As I was writing all of this, I'd started to say I didn't think much of "denunciation" as a rationale for punishment. After all, I started to say, I took it for granted that my culture didn't look kindly upon rape and murder. But I put myself into a hole on that one--I'd have once thought my culture didn't look to kindly upon torture, and here we are, actually arguing over whether or not people who repeatedly, clearly, mercilessly broke the law and/or who conspired to do so (punishable the same as perpetrating the offense as a principle, save that conspiracy to torture is, unlike torture itself, a non-capital offense even if death results (18 USCS §2340A(c)). I take too much for granted, I'm sorry to admit. And so I have to add this as a sort of postscript: that regardless of whether or not enforcing a torture statute deters criminals (and not enforcing it obviously sends the clear message that Title 18 Chapter 113C, is merely a bunch of words from an idiot, full of sound and fury, signifying nothing), perhaps our society needs to engage in denunciation, no, strike the word "perhaps." If we really are, despite all the evidence to the contrary, a moral and virtuous people deserving of the benefits liberal democracy has conferred upon us for more than two centuries, if we are more than the caricature our critics or enemies make of us, if we are not a vile and craven people who deserve the worst we can suffer, then it is a moral duty and responsibility to denounce what we have done and those who did it on our behalf, and not just by flinging invective at them; it is our calling to enforce the laws or admit we have failed as a civilization.


Comments

Tom said…
Eric, I'm pretty sure that what you were referring to when you said "...certain strata of society and certain kinds of misdeeds..." was that you were dealing with those who had not been deterred, but that it's probable, or maybe just possible, that deterrence has worked outside that strata. You wouldn't have to deal with people who were actually deterred from committing the crime, but whether the deterrence was because of possible judicial penalties we don't really know. Indeed, there are many kinds of deterrence.
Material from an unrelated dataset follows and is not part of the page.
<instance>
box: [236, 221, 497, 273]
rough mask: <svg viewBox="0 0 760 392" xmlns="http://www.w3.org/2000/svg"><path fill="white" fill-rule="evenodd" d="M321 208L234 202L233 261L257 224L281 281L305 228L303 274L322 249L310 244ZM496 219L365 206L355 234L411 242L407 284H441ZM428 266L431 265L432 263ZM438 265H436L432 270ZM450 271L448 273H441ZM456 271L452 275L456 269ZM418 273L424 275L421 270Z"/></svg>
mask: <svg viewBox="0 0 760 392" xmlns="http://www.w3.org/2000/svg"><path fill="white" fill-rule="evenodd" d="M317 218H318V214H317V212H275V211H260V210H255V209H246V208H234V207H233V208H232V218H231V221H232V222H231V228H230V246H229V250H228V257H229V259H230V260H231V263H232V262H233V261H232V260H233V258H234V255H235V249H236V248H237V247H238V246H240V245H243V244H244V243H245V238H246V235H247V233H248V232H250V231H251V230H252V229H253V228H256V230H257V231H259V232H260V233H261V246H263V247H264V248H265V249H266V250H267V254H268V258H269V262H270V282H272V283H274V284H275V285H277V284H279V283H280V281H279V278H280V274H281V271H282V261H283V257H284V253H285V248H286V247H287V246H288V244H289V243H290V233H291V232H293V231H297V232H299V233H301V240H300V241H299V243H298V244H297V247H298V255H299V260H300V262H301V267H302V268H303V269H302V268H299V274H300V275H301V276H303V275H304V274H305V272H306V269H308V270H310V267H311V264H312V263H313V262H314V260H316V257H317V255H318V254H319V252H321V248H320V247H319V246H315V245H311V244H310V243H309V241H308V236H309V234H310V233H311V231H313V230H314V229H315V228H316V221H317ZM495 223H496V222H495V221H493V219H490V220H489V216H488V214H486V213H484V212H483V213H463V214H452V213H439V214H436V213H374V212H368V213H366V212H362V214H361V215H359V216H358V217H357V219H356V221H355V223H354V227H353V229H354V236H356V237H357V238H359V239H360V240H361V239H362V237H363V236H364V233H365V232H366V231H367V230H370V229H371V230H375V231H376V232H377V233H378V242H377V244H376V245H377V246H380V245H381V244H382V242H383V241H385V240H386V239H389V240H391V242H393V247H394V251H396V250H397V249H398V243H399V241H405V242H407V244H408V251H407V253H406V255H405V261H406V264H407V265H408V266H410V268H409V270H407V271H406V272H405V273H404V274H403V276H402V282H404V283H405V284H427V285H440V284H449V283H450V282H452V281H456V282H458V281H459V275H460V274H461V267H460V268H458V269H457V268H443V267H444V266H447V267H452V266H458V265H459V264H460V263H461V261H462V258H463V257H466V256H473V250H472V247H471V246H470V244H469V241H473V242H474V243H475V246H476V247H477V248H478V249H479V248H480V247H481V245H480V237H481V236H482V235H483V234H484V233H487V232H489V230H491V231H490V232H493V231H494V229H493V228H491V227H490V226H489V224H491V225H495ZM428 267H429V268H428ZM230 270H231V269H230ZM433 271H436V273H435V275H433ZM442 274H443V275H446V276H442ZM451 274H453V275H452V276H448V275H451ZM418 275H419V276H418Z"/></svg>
But I find I do agree with you whole-heartedly on denounciaiton. I thought I was denouncing the commission of terror by my vote for President Obama, not just by the negative support for the incumbent and his party, and the supporters who shought torture was a good way to treat "suspected criminals," but also by the positive support for Persident Obama who, it seemed to me, said he would not support or condone torture. But my denounciation lost a bit of impact with the new administration's decision to continue certain policies, rather then put an end to them.

So I feel I need a stronger method of denounciation. I support those who would seek to enforce the laws of the United States, and those who support and defend the ideals put forth in the Constitution of these United States, which have been erroded in the past several years. We should follow our own laws and our own ideals, because when we don't we put ourselves at the same level as (or below) our enemies, and that is nowhere I want to be.
Tom beat me to it about you not seeing those deterred. I think if you had kids (multiple) you'd see the value in deterrence a little more intuitively. :D

More seriously, the recent news about freeing the Lockerbie bomber and the hero's reception he got back in Libya ought to speak to denunciation's role (and the negative aspects of the lack thereof).
Nathan said…
This comment has been removed by the author.
Jim Wright said…
I read this article this morning.

Some people just don't get it. They really just don't get it.
Leanright said…
Just dropping in from Seoul, Korea to say hello to everyone.